Like the brass at most ghost kitchen brands, Virtual Kitchen Co. CEO Ken Chong is reticent to share many details about his fast-growing network of Bay Area delivery-only kitchens he founded with fellow Uber vet Matt Sawchuk. After starting in 2018, the company has six multi-tenant facilities up and running in the city with six more coming online soon.
A self-proclaimed power user of meal-delivery services, Chong said there are countless opportunities to further improve the experience for consumers from this current moment, and he’s especially interested in helping restaurateurs think bigger than just adding volume and entering new markets. He wants the company’s tenants to focus on innovation, with the ultimate goal of designing food that’s intended to be consumed 20-30 minutes after it was cooked, rather than five minutes which is generally the norm for dine-in settings.
“There’s a lot of headroom left for folks to think about menu design, the types of food that work well, how they’re assembled and packaged either independently or together,” he said. “What are the other aspects and other things I can offer the customer to really make it a world-class experience?”
Without the customer interaction inside a traditional restaurant, Chong said making ghost kitchens a pleasant place to work is another focal area, including looking at ways to give hard-working team members affirming feedback without high-rolling guests occasionally making it rain behind the line after a good dining experience.
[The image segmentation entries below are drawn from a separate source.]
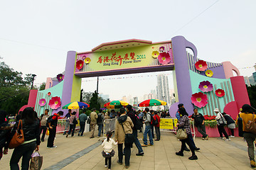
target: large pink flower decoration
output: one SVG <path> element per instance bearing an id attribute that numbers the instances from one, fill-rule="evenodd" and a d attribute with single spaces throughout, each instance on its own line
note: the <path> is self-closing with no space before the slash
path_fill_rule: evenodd
<path id="1" fill-rule="evenodd" d="M 210 81 L 203 81 L 200 82 L 198 88 L 203 92 L 208 92 L 213 90 L 213 86 L 211 83 L 210 83 Z"/>
<path id="2" fill-rule="evenodd" d="M 41 98 L 39 100 L 39 106 L 45 106 L 46 103 L 46 98 Z"/>
<path id="3" fill-rule="evenodd" d="M 50 106 L 50 108 L 51 108 L 52 109 L 57 109 L 59 107 L 60 107 L 61 105 L 61 102 L 60 102 L 60 98 L 55 96 L 55 97 L 52 97 L 52 98 L 50 98 L 48 105 Z"/>
<path id="4" fill-rule="evenodd" d="M 162 64 L 167 64 L 171 62 L 170 55 L 167 52 L 161 52 L 158 57 L 159 62 Z"/>
<path id="5" fill-rule="evenodd" d="M 57 75 L 57 79 L 59 82 L 60 82 L 61 81 L 63 81 L 64 79 L 63 74 L 59 74 Z"/>
<path id="6" fill-rule="evenodd" d="M 83 64 L 84 64 L 84 62 L 82 60 L 81 60 L 77 61 L 77 62 L 76 62 L 76 68 L 78 69 L 82 69 L 82 67 L 83 67 Z"/>
<path id="7" fill-rule="evenodd" d="M 208 98 L 206 94 L 203 94 L 202 92 L 198 92 L 192 94 L 191 101 L 198 108 L 202 108 L 206 106 L 208 103 Z"/>
<path id="8" fill-rule="evenodd" d="M 195 64 L 196 69 L 198 71 L 205 71 L 207 69 L 206 62 L 203 60 L 198 60 Z"/>
<path id="9" fill-rule="evenodd" d="M 223 97 L 225 96 L 225 91 L 223 89 L 218 89 L 215 90 L 215 94 L 218 97 Z"/>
“The customer feedback one is certainly one of them, the other is just making things seamless, scheduling shifts in a digital way and [using] software, where applicable, to really help simplify the employees’ lives,” he added.
For restaurant operators kicking the tires of their first ghost kitchen, Chong said that simplifying the process is a constant priority, listening to restaurant partners to identify and minimize friction points to make experimenting with a delivery-only kitchen as easy as possible.
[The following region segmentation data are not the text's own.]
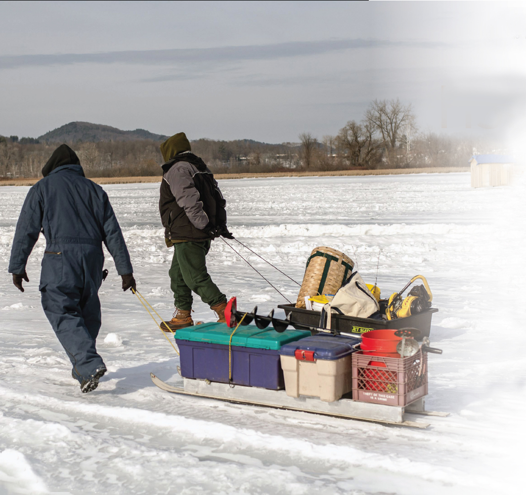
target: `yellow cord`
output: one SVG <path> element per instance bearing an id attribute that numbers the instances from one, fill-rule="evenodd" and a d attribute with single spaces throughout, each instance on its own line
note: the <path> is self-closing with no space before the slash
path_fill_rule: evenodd
<path id="1" fill-rule="evenodd" d="M 232 381 L 232 337 L 234 334 L 236 333 L 236 330 L 239 328 L 239 325 L 241 325 L 241 322 L 243 321 L 245 319 L 245 317 L 247 316 L 247 314 L 245 313 L 243 315 L 243 317 L 239 320 L 239 322 L 237 324 L 236 328 L 234 328 L 234 331 L 230 334 L 230 340 L 228 341 L 228 381 L 231 382 Z"/>
<path id="2" fill-rule="evenodd" d="M 157 316 L 159 317 L 159 319 L 161 320 L 161 321 L 162 321 L 165 324 L 165 326 L 166 326 L 166 327 L 167 328 L 168 328 L 168 330 L 169 330 L 170 331 L 171 331 L 172 332 L 172 334 L 173 334 L 174 335 L 175 335 L 175 332 L 174 332 L 174 330 L 173 330 L 166 324 L 166 322 L 164 320 L 163 320 L 163 318 L 161 318 L 160 317 L 160 316 L 159 316 L 159 314 L 154 309 L 153 307 L 152 307 L 151 305 L 150 305 L 150 303 L 148 302 L 148 301 L 146 300 L 146 299 L 145 298 L 145 297 L 140 292 L 139 292 L 138 290 L 135 290 L 134 289 L 133 287 L 132 287 L 132 291 L 136 296 L 137 296 L 137 298 L 140 301 L 140 304 L 141 305 L 143 305 L 143 306 L 144 306 L 145 309 L 146 309 L 146 311 L 148 311 L 148 314 L 151 317 L 151 319 L 155 322 L 156 326 L 159 328 L 159 329 L 161 332 L 163 332 L 163 335 L 165 336 L 165 338 L 167 340 L 168 340 L 168 342 L 170 342 L 170 344 L 171 345 L 171 347 L 174 348 L 174 350 L 175 350 L 177 353 L 177 355 L 179 355 L 179 351 L 177 350 L 177 348 L 176 348 L 175 346 L 174 345 L 174 343 L 171 341 L 171 340 L 170 340 L 168 338 L 168 336 L 166 335 L 166 332 L 164 332 L 164 331 L 163 331 L 163 329 L 161 328 L 161 327 L 160 327 L 160 325 L 159 325 L 159 323 L 157 322 L 157 320 L 155 319 L 155 317 L 154 317 L 154 315 L 151 314 L 151 312 L 150 311 L 150 310 L 148 309 L 148 308 L 146 307 L 146 305 L 144 303 L 146 302 L 146 304 L 148 305 L 148 306 L 149 306 L 150 308 L 151 308 L 152 310 L 154 311 L 154 313 L 155 313 L 156 315 L 157 315 Z M 140 296 L 140 297 L 139 297 L 139 296 Z M 144 300 L 144 302 L 143 302 L 143 300 Z"/>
“To be able to help restaurateurs take some of the risk out of signing a lease, for example, or getting equipment set up and just reducing some of the experimentation cost,” he said, “is all part of the excitement going into ghost kitchens.”
Chong declined to elaborate about the company’s expansion plans, which is becoming a hallmark within a very competitive end of the tech-fueled restaurant world. He said the company’s visions are “certainly national, if not international.”
With deep pockets thanks to a $15.3 million funding round that included yet another Uber Eats team member, VKC’s beyond-the-bay ambitions seem at least possible in an industry throwing out eye-popping growth projections.
Virtual Kitchen Co. investors Marc Andreessen and Ben Horowitz summarized their rationale for funding the startup, citing the fast growth of the international delivery market and the collective impact of giving smaller, local brands a new way to expand.
“For the restaurant industry, the opportunity is huge (at last count nearly $100B of orders worldwide),” Andreessen Horowitz said. “On an individual level, it allows our most beloved local brands to scale beyond their retail footprint, and reach new customers in entirely new ways at a much lower cost.
Chong stressed that his company is most focused on nailing the execution, which means growing at the right pace and making long-term decisions whenever possible.
Asked about pricing details, Chong said they have a revenue sharing model with tenants, but said exact terms vary depending on the needs of the restaurant in terms of space, staffing, refrigeration and even trucking. He called it a “partner-friendly approach,” which translates to flexibility and a willingness to try new things—all part of the game when you’re a startup in learning mode, he added.
With so many ghost kitchens now opening, and legions of additional ones set to open within the next year, there appears to be plenty of room for different models to try different approaches before direct competition brings out the claws.